No debate: Area schools’ cafeterias offering nutritional lunches

While Spokane students are piling roasted chicken and homemade red potato fries onto their plates, other students around the country will still be eating canned vegetables packed with sodium and previously frozen meat.

Congress on Thursday approved a spending plan that allows schools more time to comply with new federal standards requiring that they cut down on sodium and boost the amount of whole grains in school lunches. Nutrition directors nationally have complained that they’re losing money from the new standards because so many students stopped eating school lunches and because the fresh fruits and vegetables and whole grains cost more.

“Micromanaging school lunch is not conducive,” said Audrey Scagnelli, a spokeswoman for U.S. Rep.

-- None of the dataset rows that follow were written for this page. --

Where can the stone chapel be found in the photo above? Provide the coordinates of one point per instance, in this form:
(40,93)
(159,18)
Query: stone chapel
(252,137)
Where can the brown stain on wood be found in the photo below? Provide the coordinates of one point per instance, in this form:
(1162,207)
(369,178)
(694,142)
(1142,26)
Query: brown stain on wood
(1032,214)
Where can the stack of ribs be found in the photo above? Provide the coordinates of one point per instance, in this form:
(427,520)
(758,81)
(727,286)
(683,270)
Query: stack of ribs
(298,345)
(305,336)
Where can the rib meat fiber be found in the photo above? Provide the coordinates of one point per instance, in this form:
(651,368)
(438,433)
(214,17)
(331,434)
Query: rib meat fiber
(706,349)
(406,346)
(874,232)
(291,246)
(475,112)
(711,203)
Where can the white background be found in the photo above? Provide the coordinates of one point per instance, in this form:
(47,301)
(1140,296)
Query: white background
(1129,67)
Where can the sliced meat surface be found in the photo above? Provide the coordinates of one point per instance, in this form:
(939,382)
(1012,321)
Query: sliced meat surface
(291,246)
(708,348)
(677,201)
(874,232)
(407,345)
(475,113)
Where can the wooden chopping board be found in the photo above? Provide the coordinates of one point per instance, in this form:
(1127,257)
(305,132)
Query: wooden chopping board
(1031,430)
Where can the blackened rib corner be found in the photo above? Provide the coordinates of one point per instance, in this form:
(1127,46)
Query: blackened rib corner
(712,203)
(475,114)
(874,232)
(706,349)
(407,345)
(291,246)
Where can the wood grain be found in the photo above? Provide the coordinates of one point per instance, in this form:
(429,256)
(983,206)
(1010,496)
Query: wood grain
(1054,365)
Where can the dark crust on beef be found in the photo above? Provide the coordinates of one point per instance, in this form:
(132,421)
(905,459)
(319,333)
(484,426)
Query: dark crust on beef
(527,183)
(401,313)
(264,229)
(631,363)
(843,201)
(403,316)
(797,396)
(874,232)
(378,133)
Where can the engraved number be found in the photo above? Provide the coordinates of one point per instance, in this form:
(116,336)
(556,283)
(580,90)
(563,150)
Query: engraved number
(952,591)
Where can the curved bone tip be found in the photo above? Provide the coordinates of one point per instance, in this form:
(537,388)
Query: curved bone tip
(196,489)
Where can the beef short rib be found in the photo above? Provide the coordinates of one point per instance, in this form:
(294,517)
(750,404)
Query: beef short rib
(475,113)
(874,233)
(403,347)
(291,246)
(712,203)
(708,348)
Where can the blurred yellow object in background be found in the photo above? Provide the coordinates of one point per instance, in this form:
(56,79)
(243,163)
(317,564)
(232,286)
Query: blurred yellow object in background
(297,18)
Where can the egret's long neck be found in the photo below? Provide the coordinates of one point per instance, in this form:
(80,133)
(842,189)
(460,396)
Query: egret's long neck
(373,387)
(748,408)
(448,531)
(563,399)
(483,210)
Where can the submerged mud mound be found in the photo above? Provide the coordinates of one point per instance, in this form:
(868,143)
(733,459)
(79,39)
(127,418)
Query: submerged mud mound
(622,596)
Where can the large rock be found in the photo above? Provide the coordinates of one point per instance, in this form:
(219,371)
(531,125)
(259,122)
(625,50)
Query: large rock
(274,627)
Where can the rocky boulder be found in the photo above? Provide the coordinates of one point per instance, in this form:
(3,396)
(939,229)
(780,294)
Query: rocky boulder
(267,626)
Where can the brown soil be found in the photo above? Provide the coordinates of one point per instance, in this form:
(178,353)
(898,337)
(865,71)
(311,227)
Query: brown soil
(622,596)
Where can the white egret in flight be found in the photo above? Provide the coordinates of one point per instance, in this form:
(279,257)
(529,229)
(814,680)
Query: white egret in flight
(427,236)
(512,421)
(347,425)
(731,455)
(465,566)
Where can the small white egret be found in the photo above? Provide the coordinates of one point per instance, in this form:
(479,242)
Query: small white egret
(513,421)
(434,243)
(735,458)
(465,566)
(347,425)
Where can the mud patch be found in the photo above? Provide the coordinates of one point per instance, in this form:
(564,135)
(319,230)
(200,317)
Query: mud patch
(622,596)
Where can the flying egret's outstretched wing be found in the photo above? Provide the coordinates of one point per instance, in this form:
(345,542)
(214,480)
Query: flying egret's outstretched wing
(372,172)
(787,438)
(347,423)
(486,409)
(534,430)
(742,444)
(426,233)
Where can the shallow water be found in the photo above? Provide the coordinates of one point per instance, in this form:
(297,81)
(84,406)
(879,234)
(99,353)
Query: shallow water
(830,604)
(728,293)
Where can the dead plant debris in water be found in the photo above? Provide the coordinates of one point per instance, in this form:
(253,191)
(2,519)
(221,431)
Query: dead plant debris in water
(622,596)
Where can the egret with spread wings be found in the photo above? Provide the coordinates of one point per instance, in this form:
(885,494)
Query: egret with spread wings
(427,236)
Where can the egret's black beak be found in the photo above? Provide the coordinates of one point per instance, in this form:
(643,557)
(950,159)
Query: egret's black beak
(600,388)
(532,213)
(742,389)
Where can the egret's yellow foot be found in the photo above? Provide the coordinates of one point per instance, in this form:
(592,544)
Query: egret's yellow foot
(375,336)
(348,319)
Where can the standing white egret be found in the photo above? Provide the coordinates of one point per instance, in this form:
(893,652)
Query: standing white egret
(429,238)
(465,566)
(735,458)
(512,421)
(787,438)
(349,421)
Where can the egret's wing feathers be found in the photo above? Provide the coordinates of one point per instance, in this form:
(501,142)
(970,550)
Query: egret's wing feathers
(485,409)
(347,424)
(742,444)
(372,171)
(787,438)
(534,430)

Cathy McMorris-Rodgers, who supported easing the nutrition standards. The budget legislation will help reduce the red tape around school lunches, the spokeswoman said, and give school districts the option of deciding where those dollars go.

Patricia Montague, CEO of the School Nutrition Association, said in a statement earlier this week: “USDA’s regulations are well-intended, but have resulted in unintended, adverse consequences. Since the new standards took effect, 1.5 million dissatisfied students have given up on school meals, taking their lunch money with them.” Montague’s association represents 55,000 school nutrition directors nationwide.

The spending bill allows schools that can demonstrate difficulty in meeting the standards to apply for an exemption.

High school students in Spokane’s largest district often order out for Jimmy John’s deliveries at lunch, but Spokane Public Schools officials say they won’t ask for a waiver. Meal planners there started bringing in healthier food ahead of the Healthy, Hunger-Free Act requirements.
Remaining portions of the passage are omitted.